Zhou Xin, Zhang Lu, Weng Ziming, Dill David L, Sidow Arend
Department of Computer Science, Stanford University, Stanford, CA, USA.
Department of Biomedical Engineering, Vanderbilt University, Nashville, TN, USA.
Nat Commun. 2021 Feb 17;12(1):1077. doi: 10.1038/s41467-021-21395-x.
We introduce Aquila, a new approach to variant discovery in personal genomes, which is critical for uncovering the genetic contributions to health and disease. Aquila uses a reference sequence and linked-read data to generate a high quality diploid genome assembly, from which it then comprehensively detects and phases personal genetic variation. The contigs of the assemblies from our libraries cover >95% of the human reference genome, with over 98% of that in a diploid state. Thus, the assemblies support detection and accurate genotyping of the most prevalent types of human genetic variation, including single nucleotide polymorphisms (SNPs), small insertions and deletions (small indels), and structural variants (SVs), in all but the most difficult regions. All heterozygous variants are phased in blocks that can approach arm-level length.
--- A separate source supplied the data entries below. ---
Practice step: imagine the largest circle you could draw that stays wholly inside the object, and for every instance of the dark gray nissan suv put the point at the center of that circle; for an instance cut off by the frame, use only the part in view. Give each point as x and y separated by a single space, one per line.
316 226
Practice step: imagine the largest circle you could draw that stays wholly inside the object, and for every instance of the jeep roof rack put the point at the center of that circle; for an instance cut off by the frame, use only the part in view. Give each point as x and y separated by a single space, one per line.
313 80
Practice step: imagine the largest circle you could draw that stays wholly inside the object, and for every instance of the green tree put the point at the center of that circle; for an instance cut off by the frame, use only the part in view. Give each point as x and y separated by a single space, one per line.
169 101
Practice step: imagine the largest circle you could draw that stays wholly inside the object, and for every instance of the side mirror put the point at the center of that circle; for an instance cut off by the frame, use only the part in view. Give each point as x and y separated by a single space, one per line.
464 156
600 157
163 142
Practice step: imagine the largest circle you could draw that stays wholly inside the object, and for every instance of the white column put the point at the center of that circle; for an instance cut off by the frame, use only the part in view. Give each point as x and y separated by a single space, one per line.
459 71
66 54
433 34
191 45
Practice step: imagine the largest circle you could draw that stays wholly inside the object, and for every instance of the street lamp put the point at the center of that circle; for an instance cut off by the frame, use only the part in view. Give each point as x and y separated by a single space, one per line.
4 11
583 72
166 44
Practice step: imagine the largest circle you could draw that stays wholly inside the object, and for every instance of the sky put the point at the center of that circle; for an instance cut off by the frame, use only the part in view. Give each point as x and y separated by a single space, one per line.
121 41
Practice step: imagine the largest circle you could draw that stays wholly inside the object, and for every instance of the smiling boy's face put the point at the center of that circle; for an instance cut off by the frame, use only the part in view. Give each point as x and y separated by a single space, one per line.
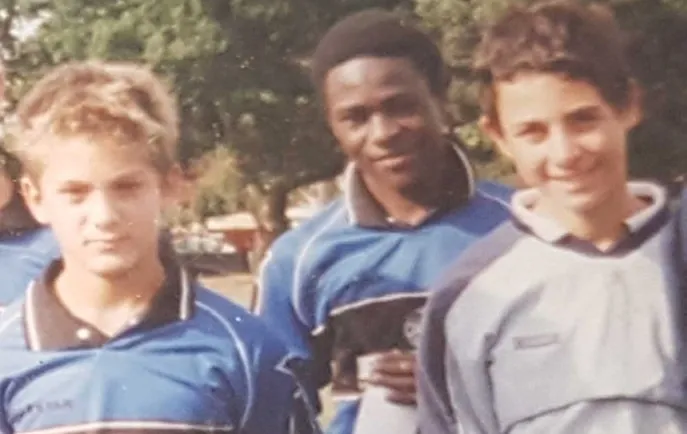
565 139
103 203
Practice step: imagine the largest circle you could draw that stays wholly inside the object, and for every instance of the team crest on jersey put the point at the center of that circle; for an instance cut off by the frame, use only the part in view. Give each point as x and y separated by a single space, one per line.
412 326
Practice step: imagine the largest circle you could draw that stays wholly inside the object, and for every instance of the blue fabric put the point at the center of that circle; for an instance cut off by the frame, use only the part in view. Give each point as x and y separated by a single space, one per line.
328 266
219 369
22 258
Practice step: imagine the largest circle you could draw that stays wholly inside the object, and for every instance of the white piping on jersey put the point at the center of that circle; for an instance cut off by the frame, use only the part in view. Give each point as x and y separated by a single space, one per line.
32 329
132 424
184 300
493 198
243 354
382 299
10 320
297 281
257 309
468 169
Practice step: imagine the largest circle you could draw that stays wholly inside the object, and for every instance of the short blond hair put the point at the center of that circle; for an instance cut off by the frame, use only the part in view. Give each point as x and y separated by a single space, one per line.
124 104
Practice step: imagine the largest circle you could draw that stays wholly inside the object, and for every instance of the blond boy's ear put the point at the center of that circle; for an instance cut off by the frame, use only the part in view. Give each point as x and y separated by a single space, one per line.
633 112
491 128
32 196
173 186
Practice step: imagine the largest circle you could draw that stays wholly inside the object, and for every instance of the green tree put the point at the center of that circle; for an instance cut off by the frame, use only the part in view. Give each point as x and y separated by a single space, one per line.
239 68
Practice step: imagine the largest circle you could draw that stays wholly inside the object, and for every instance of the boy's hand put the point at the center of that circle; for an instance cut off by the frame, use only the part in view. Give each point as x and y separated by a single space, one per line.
395 370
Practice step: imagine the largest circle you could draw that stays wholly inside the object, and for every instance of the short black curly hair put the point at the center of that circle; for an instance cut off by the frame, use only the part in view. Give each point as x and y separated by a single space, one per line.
377 32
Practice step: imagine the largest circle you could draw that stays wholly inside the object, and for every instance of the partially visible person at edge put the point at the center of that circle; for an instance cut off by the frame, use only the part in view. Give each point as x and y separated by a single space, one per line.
114 336
351 281
570 318
26 246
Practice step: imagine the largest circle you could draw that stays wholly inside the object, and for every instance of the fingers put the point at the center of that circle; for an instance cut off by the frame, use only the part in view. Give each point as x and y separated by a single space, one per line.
395 363
395 371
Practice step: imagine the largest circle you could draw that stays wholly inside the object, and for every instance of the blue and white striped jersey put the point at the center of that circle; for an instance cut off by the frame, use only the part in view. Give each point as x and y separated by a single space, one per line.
536 331
348 283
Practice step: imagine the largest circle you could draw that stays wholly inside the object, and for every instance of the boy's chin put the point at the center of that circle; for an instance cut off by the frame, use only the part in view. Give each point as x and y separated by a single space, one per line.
111 267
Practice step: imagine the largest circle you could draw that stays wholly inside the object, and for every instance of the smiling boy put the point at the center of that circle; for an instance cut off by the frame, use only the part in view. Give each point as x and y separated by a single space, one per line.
566 319
115 337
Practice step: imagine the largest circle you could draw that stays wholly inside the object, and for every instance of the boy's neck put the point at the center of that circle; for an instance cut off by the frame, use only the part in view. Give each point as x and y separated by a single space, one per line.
109 304
602 226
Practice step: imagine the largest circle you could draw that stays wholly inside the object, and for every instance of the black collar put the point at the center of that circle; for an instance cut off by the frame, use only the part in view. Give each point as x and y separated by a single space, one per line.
365 211
50 326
The final output of Aquila is a diploid and phased personal genome sequence, and a phased Variant Call Format (VCF) file that also contains homozygous and a few unphased heterozygous variants. Aquila represents a cost-effective approach that can be applied to cohorts for variation discovery or association studies, or to single individuals with rare phenotypes that could be caused by SVs or compound heterozygosity.
我们介绍了Aquila,这是一种用于个人基因组变异发现的新方法,对于揭示基因对健康和疾病的影响至关重要。Aquila利用参考序列和连接读段数据生成高质量的二倍体基因组组装,然后从中全面检测并分阶段分析个人遗传变异。我们文库组装的重叠群覆盖了超过95%的人类参考基因组,其中超过98%处于二倍体状态。因此,这些组装支持在除最困难区域外的所有区域检测和准确基因分型最常见的人类遗传变异类型,包括单核苷酸多态性(SNP)、小插入和缺失(小插入缺失)以及结构变异(SV)。所有杂合变异都被分阶段成可接近染色体臂水平长度的片段。Aquila的最终输出是一个二倍体和分阶段的个人基因组序列,以及一个分阶段的变异调用格式(VCF)文件,该文件还包含纯合变异和一些未分阶段的杂合变异。Aquila是一种经济高效的方法,可应用于群体进行变异发现或关联研究,或应用于具有可能由SV或复合杂合性引起的罕见表型的个体。